Por Mehdi Hasan, no site The Intercept-Brasil:
"O racismo é perverso", declarou Donald Trump na segunda-feira. “E os que agem violentamente em seu nome são criminosos e bandidos, inclusive o KKK, os neonazistas, os supremacistas brancos e demais grupos de ódio, todos repugnantes do ponto de vista do que nós, norte-americanos, mais valorizamos”.
Tudo bem, “declarou” é um verbo meio forte para qualificar o que fez o presidente dos Estados Unidos. “Afirmou” talvez seja melhor. “Leu” é o termo mais preciso. Trump fez essas “observações complementares” bastante a contragosto, depois de dois dias ouvindo duras críticas por parte da imprensa e de caciques do Partido Republicano em relação à sua declaração inicial, quando culpou “muitos lados” pela violência neonazista em Charlottesville, no estado da Virgínia. Essas não foram palavras dele. Foram redigidas por assessores e lidas com a ajuda de um teleprompter.
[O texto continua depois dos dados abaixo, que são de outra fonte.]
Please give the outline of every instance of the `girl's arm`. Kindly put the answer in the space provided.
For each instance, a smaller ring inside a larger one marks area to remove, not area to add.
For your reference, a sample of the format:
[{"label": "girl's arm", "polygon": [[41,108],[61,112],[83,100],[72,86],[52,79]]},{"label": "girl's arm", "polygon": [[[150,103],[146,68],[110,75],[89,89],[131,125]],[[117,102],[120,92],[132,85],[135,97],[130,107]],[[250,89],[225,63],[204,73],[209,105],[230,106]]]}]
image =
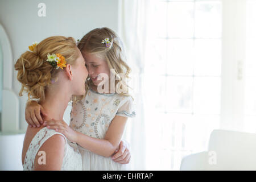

O presidente preferiu deixar sua ira pessoal para o CEO negro da Merck, não para os fascistas brancos da Virgínia.
Boa parte da intensa cobertura da mídia para o que a CNN chamou de “48 horas de tumulto na Casa Branca” desconsiderou um ponto bastante crucial. Trump não gosta de ser forçado a denunciar o racismo por uma simples razão: ele é e sempre foi racista.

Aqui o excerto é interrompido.